A few short years ago, a small digital agency called Webchutney stunned (and entertained) India with a series of short, animated viral videos.
And in doing so, they screwed us all.
Webchutney had made us all – advertisers and agencies – believe that:
- Viral means viral film.
- Viral film means animated viral film.
- Animated viral film means Bollywood spoof – Sholay, DDLJ, Ghajini, what have you.
Dreams were coming true all around. Copywriters got TVC scripts that were rejected for being too insane animated and turned them into spoofy virals. Clients were happy to shell out Rs. 500,000 for a viral that would run forever (complementing a Rs. 5,000,000 TVC that would run for a month).
But then every viral started to look the same.

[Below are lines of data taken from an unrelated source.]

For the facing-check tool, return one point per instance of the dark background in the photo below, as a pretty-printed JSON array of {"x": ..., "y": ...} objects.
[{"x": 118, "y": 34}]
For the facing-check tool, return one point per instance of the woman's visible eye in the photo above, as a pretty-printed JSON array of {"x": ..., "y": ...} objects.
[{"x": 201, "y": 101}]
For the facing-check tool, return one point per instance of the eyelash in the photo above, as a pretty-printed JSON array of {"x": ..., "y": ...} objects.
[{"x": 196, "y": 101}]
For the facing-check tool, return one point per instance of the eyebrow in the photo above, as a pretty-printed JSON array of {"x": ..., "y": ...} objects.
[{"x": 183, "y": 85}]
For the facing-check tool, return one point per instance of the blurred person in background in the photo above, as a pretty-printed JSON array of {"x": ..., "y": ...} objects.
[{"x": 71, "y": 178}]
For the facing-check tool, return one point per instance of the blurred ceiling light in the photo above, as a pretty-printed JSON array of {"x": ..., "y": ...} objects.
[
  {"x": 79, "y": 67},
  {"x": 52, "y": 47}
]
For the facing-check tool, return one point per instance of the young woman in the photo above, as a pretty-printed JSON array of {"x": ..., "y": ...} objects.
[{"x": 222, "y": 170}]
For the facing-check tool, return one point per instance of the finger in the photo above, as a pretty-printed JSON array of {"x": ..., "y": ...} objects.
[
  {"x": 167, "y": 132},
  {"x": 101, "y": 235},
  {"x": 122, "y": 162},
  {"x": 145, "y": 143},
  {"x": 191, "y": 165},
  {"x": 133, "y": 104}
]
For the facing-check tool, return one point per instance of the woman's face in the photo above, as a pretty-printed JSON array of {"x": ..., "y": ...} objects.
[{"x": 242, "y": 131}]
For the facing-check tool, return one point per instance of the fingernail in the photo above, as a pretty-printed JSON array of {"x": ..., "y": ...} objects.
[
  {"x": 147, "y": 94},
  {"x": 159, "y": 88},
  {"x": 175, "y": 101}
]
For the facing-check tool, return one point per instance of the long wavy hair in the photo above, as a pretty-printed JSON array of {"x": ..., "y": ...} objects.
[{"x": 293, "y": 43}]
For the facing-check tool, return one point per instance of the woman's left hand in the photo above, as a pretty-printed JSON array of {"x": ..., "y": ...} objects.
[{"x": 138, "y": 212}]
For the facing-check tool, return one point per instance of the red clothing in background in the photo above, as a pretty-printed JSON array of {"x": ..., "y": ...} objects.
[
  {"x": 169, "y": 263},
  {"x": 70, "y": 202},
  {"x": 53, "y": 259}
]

Naturally, effectiveness began to drop. I’ve stopped forwarding most of these animated virals. As have many friends and colleagues.
They’re simply not cool any more.
But clients don’t get it. And agencies are at fault for continuing to propagate a dying fad.
Clients today believe virals should be cheap and spoofy. So when we develop ideas that require great production, and therefore cost more, it’s a really tough sell.
When clients ask for virals, they mean films. Whereas the true meaning of a viral is something that is passed along from user to user. It could be an engagement idea. A micro-site. An e-mailer. A joke.
Somewhere I feel we’ve failed to realise the potential of Internet virals. As we continued to churn out clone after clone, we were just left behind.
Western agencies realise the true nature of Internet virals. They don’t treat them as callously as we do. Even when they’re thinking of viral films, they think of ideas for great films – not ideas for animated movie spoofs. They produce them beautifully. They seed them actively. They realise and tap into the human desire to share something memorable.
Here are some of 2009’s top virals, as collated by Mashable.
- Inspired Bicycles: A stunt-riding video
- Schweppes – Signs: A sweet little love story
- Boone Oakley: An ad agency that did it’s website as an interactive YouTube video
- VW Piano Stairs: The video of an ambient media innovation, showing how beautifully a case study can be presented
- Samsung Omnia HD: An engagement and a viral all rolled into one
- MSI Computers: A kick-ass (pun intended) product demo
To reinforce the facts, here’s how our virals fare against those listed above:
|Viral||Date Posted||Hits (as of 15th April 2010)|
|Pankaj Udaas||30th August 2008||15,964|
|Thakur Ka Inteqam||14th August 2007||462,335|
|Dilwale Dulhaniya Kaise Le Jaayenge?||21st May 2008||4,389|
|ICICI Prudential||10th October 2008||2,410|
|Reliance Sawaal||13th May 2008||3,032|
|ADAG||31st January 2008||118,559|
|OK Tata Bye Bye||24th January 2009||14,088|
|Inspired Bicycles||19th April 2009||16,801,063|
|Schweppes – Signs||29th January 2009||4,391,312|
|Boone Oakley||28th May 2009||912,524|
|VW Piano Stairs||7th October 2009||11,661,969|
|Samsung Omnia HD||7th April 2009||1,242,421|
|MSI Computers||10th August 2009||2,936,493|
Numbers don’t lie. Even when you take into account Internet penetration, the difference in proportions (and the time taken to go viral) is staggering.
Webchutney moved on long ago. It’s time the rest of us – clients and agencies – follow suit.